Remark. [Indeterminate Form] In the above example, \[\frac{\displaystyle\lim_{x\to -1}(x^2+3x+2)}{\displaystyle\lim_{x\to -1}(x^2-x-2)}=\frac{0}{0}.\] What is this? and how do we understand it? It turns out that the quantity \(\frac{0}{0}\) is not undefined but something else. Remember that here \(0\) is not a number but an infinitesimal, a state that is extremely close to the number \(0\). The quantity \(\frac{0}{0}\) is called an indeterminate form. There are other types of indeterminate forms, to name a few, \(\frac{\infty}{\infty}\), \(0\cdot\infty\), \(0^0\), etc. We will study them later. There are four possibilities for the value of an indeterminate form: \(0\), \(\pm\infty\), or a non-zero real number. Although we denote infinitesimals by the same symbol \(0\), some infinitesimals dominate others. For instance, consider the limit of a rational function \(\displaystyle\lim_{x\to a}\frac{p(x)}{q(x)}\). Suppose that \(\displaystyle\lim_{x\to a}p(x)=\lim_{x\to a}q(x)=0\). There can be three possible scenarios then:

  1. If \(p(x)\) approaches \(0\) way faster than \(q(x)\) does, then \(\displaystyle\lim_{x\to a}\frac{p(x)}{q(x)}=0\).
  2. If \(q(x)\) approaches \(0\) way faster than \(p(x)\) does, then \(\displaystyle\lim_{x\to a}\frac{p(x)}{q(x)}=\pm\infty\).
  3. If \(p(x)\) and \(q(x)\) approaches \(0\) at about the same rate (speed), then \(\displaystyle\lim_{x\to a}\frac{p(x)}{q(x)}\) may be a non-zero real number.

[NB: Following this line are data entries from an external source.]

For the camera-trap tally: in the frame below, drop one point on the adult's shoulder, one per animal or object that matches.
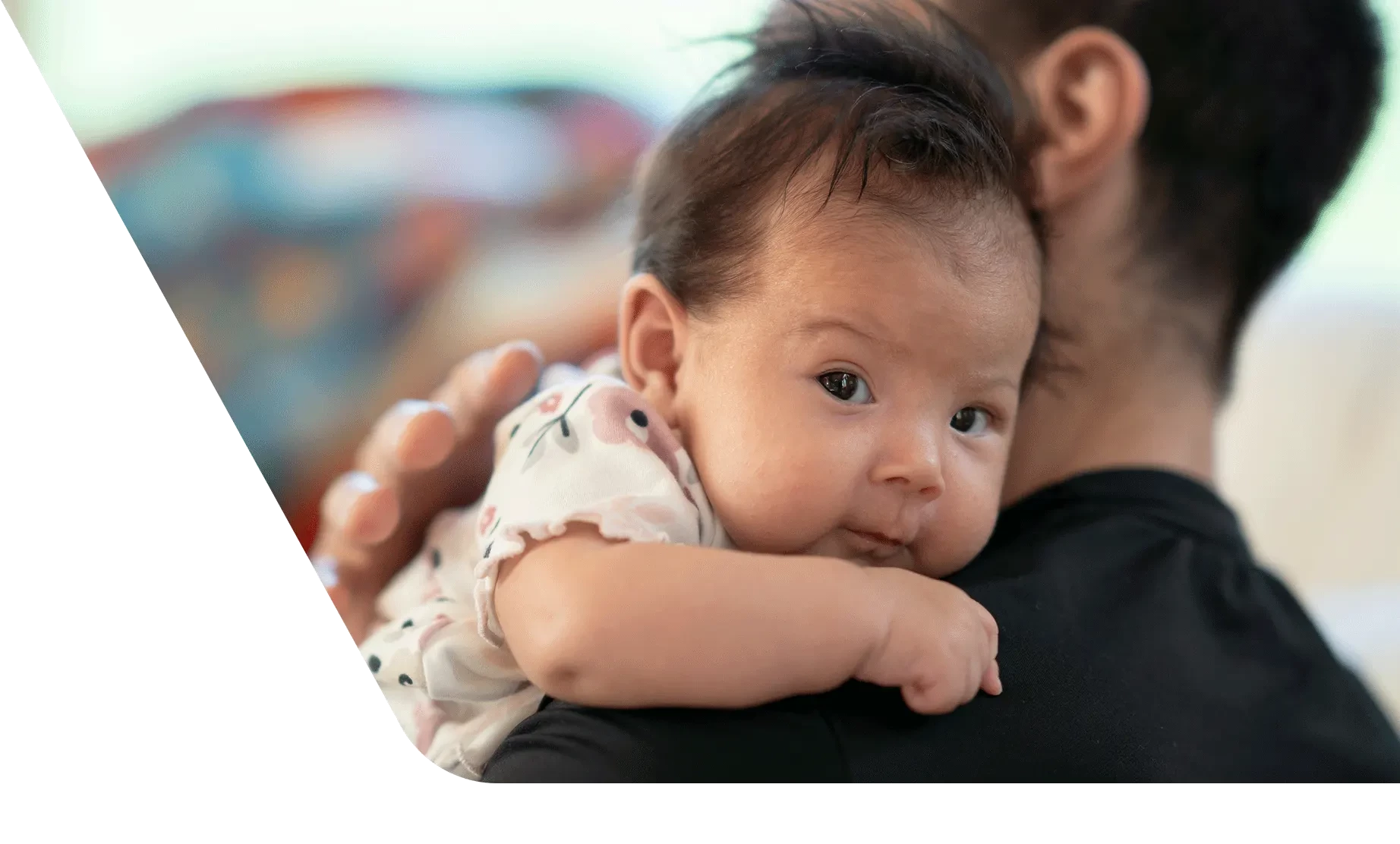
(789, 742)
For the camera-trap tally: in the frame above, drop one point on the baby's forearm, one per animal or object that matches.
(640, 625)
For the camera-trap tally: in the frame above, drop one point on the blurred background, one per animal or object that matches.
(341, 199)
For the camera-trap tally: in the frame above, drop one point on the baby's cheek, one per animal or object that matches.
(774, 499)
(960, 527)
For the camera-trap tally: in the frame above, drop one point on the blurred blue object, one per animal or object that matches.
(296, 237)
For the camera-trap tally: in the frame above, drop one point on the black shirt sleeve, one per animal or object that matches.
(566, 744)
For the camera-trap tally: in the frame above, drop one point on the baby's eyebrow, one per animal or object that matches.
(836, 323)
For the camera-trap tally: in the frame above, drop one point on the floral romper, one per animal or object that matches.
(587, 451)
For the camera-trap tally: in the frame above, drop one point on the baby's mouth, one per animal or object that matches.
(877, 545)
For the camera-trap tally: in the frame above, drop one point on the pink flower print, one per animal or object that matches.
(622, 416)
(550, 405)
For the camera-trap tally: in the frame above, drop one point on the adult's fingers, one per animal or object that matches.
(358, 510)
(411, 437)
(487, 386)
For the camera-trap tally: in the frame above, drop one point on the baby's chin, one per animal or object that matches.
(844, 546)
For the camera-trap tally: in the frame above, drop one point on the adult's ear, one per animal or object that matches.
(1091, 94)
(653, 331)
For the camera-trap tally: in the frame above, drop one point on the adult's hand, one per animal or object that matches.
(421, 459)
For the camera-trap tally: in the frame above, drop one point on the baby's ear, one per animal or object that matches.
(651, 341)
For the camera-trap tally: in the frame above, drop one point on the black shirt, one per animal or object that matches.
(1140, 641)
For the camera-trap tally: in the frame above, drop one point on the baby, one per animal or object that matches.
(808, 419)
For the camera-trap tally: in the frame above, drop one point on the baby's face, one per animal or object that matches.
(860, 401)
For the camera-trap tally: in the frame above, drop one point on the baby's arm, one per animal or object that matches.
(650, 625)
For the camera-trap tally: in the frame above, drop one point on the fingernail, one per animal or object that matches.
(353, 487)
(522, 346)
(325, 570)
(361, 483)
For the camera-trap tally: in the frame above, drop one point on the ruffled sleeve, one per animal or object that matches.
(590, 452)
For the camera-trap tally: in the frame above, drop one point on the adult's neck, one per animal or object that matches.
(1131, 389)
(1139, 419)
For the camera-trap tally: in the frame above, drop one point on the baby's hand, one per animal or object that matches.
(940, 646)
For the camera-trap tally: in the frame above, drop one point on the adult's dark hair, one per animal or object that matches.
(1259, 111)
(912, 116)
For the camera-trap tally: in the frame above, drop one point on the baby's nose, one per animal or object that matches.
(922, 476)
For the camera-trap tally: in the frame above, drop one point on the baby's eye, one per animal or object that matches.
(846, 386)
(970, 420)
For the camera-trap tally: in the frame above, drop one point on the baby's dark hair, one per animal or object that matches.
(912, 114)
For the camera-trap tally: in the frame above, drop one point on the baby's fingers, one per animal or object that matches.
(937, 699)
(992, 681)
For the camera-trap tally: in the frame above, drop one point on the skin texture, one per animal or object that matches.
(1127, 392)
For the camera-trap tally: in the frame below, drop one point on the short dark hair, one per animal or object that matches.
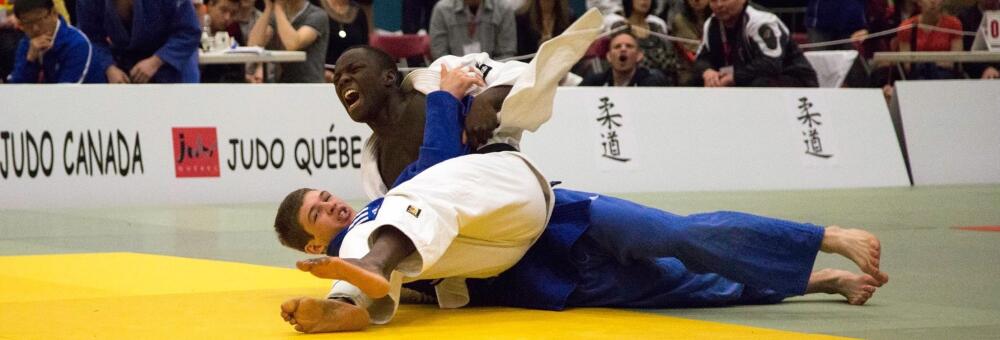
(25, 6)
(286, 221)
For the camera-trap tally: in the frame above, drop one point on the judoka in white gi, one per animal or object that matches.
(596, 250)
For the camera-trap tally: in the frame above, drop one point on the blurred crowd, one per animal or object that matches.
(711, 43)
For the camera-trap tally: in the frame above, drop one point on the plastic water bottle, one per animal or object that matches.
(206, 33)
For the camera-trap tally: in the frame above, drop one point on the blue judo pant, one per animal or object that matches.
(636, 256)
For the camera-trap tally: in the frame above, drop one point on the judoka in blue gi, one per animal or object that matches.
(52, 51)
(143, 41)
(595, 251)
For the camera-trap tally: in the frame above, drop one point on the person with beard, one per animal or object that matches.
(595, 250)
(624, 56)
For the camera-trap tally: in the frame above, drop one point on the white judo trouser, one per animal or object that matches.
(474, 216)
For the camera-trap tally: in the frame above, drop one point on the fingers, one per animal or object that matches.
(138, 75)
(305, 265)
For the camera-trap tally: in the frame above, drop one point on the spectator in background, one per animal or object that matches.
(607, 7)
(9, 38)
(52, 51)
(143, 41)
(460, 27)
(222, 15)
(828, 20)
(744, 46)
(625, 56)
(880, 15)
(971, 18)
(416, 15)
(348, 27)
(659, 54)
(927, 39)
(540, 20)
(293, 25)
(689, 23)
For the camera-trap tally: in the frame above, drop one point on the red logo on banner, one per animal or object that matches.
(196, 152)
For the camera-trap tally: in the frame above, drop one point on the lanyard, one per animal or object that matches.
(296, 16)
(726, 50)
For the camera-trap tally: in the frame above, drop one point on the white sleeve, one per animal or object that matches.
(371, 179)
(495, 73)
(380, 310)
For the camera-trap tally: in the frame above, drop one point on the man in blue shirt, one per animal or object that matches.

Example. Find the limit \[\lim_{x\to 2}\frac{4-x^2}{3-\sqrt{x^2+5}}.\]

Solution. \(\displaystyle\lim_{x\to 2}(4-x^2)=\lim_{x\to 2}(3-\sqrt{x^2+5})=0\). This means that both the numerator and the denominator have a power of \(x-2\) as a common factor. As we did in the previous example, we would attempt to factor both the numerator and the denominator. Only problem is that the denominator is not a polynomial and we don’t know how to factor it. Well, we learned about rationalizing the denominator in algebra. We multiply the numerator and the denominator by the conjugate \(3+\sqrt{x^2+5}\) of the denominator. More specifically,\begin{eqnarray*}\lim_{x\to 2}\frac{4-x^2}{3-\sqrt{x^2+5}}&=&\lim_{x\to 2}\frac{4-x^2}{3-\sqrt{x^2+5}}\cdot\frac{3+\sqrt{x^2+5}}{3+\sqrt{x^2+5}}\\&=&\lim_{x\to 2}\frac{(4-x^2)(3+\sqrt{x^2+5})}{4-x^2}\\&=&\lim_{x\to 2}(3+\sqrt{x^2+5})\\&=&6.\end{eqnarray*}

9 thoughts on “How to Calculate Limits II

  1. jevans

    I got a little confused on #16 on page 66.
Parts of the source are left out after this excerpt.